The majority of Americans agree with Schumer. Public opinion polls conducted by the Washington Post in mid-January show that over 53% of Americans believe that Mr. Trump and the Republicans are at fault for the shutdown. Only 30% blame Senate Democrats.

This comes at a particularly complicated time for Mr. Trump, who is currently under an investigation that will determine if he acted as a covert “Russian agent” during the 2016 election. According to his advisors, Mr. Trump’s agitation over the Russia investigation is only inflaming his temperament as he negotiates with Democrats over the shutdown, and thus he is less willing to compromise on the issue.

After reopening the government for three weeks, Mr. Trump has gone so far as to warn that he would declare a national emergency in order to get his wall built. After nearly a week of publicly discussing the idea with reporters, Mr. Trump did not ultimately declare an emergency.

Meanwhile, 800,000 Americans were affected, some dramatically, after not receiving paychecks for over a month. Many workers have been asking themselves how they will pay next month’s rent, costly gas and electricity bills, and most importantly, how they could continue to buy food for their children.

Helen Mak ’20 attested to the gravity of the shutdown and indicated the importance of finding mutual agreement between political parties because of the harsh effects of a shutdown. She stated, “Everyone’s entitled to their own values, but people are missing their paychecks because of this political gridlock. I think it’s more important to find a compromise.”

With each day that passed, it became harder for the government to recover once it reopened, and could still become even harder if it closes again. The government will be repaying workers who have continued working despite receiving no pay, and bring back key government departments, such as the Department of Homeland Security and Department of Treasury.

Pointing to the suffering of American workers, Democrats repeatedly called for an end to the shutdown. Speaker of the House Nancy Pelosi asserted that the wall and the shutdown should have nothing to do with each other. Rather, she argued that they should be dealt with separately so that American families can return to work. Several Republicans who are up for reelection in 2020 have also urged Mitch McConnell to find a way to end the shutdown. It is ultimately Mr. Trump’s responsibility to reopen the government when he desires.

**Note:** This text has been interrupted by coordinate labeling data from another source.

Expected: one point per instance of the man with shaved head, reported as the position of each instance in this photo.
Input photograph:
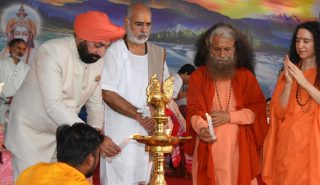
(65, 76)
(129, 64)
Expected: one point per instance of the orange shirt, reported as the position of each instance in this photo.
(51, 174)
(247, 95)
(291, 149)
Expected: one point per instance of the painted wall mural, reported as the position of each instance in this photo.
(177, 24)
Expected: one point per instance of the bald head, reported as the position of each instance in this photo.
(136, 8)
(138, 23)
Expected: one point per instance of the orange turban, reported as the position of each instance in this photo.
(96, 27)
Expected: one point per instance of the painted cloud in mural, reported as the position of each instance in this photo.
(61, 2)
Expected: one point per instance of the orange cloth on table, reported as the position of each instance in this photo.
(51, 174)
(225, 150)
(248, 95)
(291, 153)
(96, 27)
(6, 173)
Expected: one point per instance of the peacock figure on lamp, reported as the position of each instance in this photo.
(159, 142)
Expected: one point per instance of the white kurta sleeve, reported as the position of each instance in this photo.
(49, 76)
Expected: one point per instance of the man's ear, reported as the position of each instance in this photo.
(126, 22)
(89, 160)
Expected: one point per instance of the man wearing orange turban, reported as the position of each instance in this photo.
(64, 77)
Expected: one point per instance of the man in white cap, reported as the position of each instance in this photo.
(64, 77)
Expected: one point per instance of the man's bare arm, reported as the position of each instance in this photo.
(119, 104)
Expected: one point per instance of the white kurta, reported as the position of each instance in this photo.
(57, 85)
(127, 75)
(12, 75)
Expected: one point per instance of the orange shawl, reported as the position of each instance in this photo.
(248, 95)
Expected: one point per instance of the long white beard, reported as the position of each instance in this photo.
(136, 40)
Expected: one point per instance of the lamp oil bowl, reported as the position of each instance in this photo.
(159, 142)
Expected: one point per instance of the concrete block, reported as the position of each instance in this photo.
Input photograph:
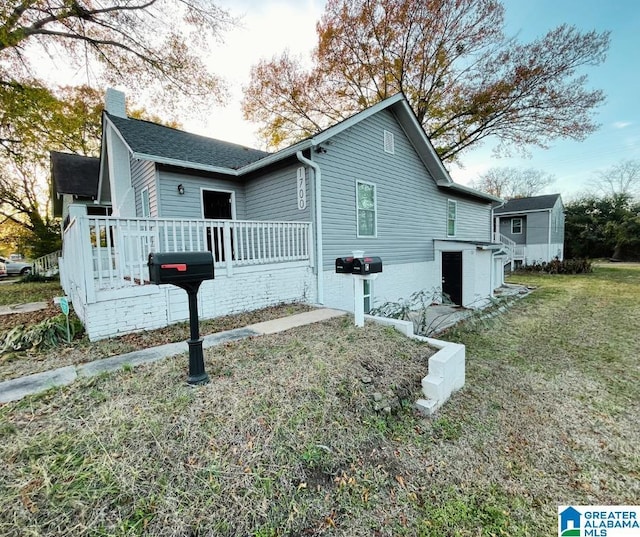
(426, 406)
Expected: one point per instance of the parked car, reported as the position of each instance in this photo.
(16, 267)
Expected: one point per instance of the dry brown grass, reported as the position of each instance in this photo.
(16, 364)
(282, 437)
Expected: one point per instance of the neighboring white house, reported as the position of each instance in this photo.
(533, 228)
(275, 222)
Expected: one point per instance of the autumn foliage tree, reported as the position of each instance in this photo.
(149, 46)
(464, 78)
(509, 182)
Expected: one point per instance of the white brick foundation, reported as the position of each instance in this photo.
(394, 283)
(149, 307)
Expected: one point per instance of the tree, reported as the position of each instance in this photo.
(463, 78)
(153, 45)
(623, 178)
(606, 226)
(510, 183)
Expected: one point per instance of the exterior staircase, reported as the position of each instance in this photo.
(515, 252)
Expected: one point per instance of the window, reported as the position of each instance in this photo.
(452, 214)
(367, 295)
(389, 146)
(366, 209)
(144, 203)
(516, 226)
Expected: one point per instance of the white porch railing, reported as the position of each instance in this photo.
(515, 251)
(47, 264)
(108, 253)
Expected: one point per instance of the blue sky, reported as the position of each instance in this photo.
(271, 26)
(618, 138)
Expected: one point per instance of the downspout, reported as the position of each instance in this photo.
(318, 210)
(549, 237)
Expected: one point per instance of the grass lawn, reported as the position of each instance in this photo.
(286, 439)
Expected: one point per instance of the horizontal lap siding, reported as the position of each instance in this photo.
(473, 220)
(505, 229)
(189, 204)
(557, 216)
(411, 210)
(273, 196)
(143, 174)
(538, 228)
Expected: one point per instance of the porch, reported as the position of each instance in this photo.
(515, 252)
(103, 268)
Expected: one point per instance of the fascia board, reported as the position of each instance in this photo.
(515, 213)
(423, 146)
(357, 118)
(275, 157)
(112, 125)
(185, 164)
(472, 192)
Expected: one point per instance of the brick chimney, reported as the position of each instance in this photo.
(114, 103)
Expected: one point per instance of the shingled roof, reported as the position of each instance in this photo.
(75, 174)
(146, 138)
(536, 203)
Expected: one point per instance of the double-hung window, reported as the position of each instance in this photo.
(366, 209)
(452, 216)
(516, 226)
(144, 203)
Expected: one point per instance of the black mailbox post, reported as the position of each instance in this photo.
(344, 265)
(367, 265)
(186, 270)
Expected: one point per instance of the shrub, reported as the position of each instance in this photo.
(555, 266)
(32, 277)
(46, 334)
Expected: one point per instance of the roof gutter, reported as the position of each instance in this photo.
(318, 210)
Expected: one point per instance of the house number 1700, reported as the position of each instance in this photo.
(302, 188)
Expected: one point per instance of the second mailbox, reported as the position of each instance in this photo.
(367, 265)
(180, 267)
(344, 265)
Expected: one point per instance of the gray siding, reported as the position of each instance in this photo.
(273, 196)
(505, 229)
(538, 228)
(143, 174)
(473, 222)
(189, 205)
(411, 210)
(557, 223)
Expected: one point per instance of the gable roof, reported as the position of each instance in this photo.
(166, 145)
(535, 203)
(154, 140)
(75, 174)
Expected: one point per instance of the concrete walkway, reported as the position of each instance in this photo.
(16, 389)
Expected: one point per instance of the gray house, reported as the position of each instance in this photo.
(276, 222)
(532, 227)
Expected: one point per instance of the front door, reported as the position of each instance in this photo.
(452, 276)
(217, 205)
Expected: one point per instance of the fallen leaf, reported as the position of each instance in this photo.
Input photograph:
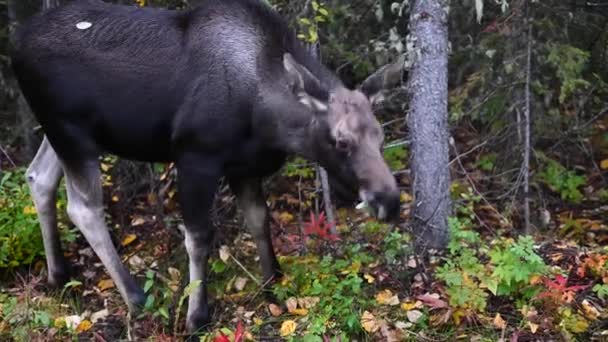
(407, 306)
(288, 327)
(403, 325)
(590, 311)
(300, 312)
(174, 273)
(386, 297)
(533, 327)
(388, 334)
(128, 239)
(105, 284)
(138, 221)
(275, 310)
(308, 302)
(101, 314)
(59, 322)
(499, 322)
(84, 326)
(405, 197)
(72, 322)
(221, 338)
(285, 217)
(369, 322)
(414, 315)
(239, 283)
(291, 304)
(224, 253)
(29, 210)
(433, 301)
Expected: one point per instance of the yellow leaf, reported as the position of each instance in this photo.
(105, 284)
(590, 311)
(59, 323)
(499, 322)
(285, 217)
(308, 302)
(288, 327)
(138, 221)
(369, 322)
(291, 304)
(579, 326)
(128, 239)
(275, 310)
(354, 268)
(84, 326)
(408, 306)
(405, 197)
(29, 210)
(386, 297)
(300, 312)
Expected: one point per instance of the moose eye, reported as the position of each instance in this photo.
(342, 145)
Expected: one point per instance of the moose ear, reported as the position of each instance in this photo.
(302, 81)
(386, 77)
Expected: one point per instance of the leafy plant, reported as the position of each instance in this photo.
(514, 266)
(336, 285)
(298, 167)
(570, 63)
(309, 27)
(20, 235)
(563, 181)
(601, 290)
(395, 157)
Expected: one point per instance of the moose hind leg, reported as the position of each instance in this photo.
(43, 177)
(251, 200)
(197, 182)
(85, 208)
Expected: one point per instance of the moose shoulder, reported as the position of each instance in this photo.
(223, 90)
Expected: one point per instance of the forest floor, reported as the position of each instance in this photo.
(365, 283)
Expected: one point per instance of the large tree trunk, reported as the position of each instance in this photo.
(427, 121)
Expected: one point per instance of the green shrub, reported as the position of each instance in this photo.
(562, 181)
(20, 236)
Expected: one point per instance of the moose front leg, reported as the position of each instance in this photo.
(197, 182)
(251, 200)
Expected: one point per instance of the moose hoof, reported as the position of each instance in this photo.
(57, 279)
(137, 301)
(197, 320)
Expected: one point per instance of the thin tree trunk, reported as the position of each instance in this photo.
(324, 178)
(24, 115)
(428, 124)
(527, 122)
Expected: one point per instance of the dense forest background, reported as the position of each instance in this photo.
(528, 97)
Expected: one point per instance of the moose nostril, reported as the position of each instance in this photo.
(388, 205)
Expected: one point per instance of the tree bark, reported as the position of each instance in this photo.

Although many members of the Deerfield community are not regularly discussing the shutdown and its effects, there are families of students on campus who were directly affected. Students whose parents are government workers or whose siblings are federally employed likely felt the consequences more acutely as the shutdown neared its one month mark.

Because of the shutdown’s impact, Samara Cummings ’20 mentioned how the government should adopt a more productive mindset. She stated, “This time could really be used to ponder more innovative solutions.”

Although the government shutdown has temporarily ended, given the uncertainty of the national budget status in the coming months, it will be important for politicians in the coming weeks to not let party interests trump heeding the needs of federal workers and the American people.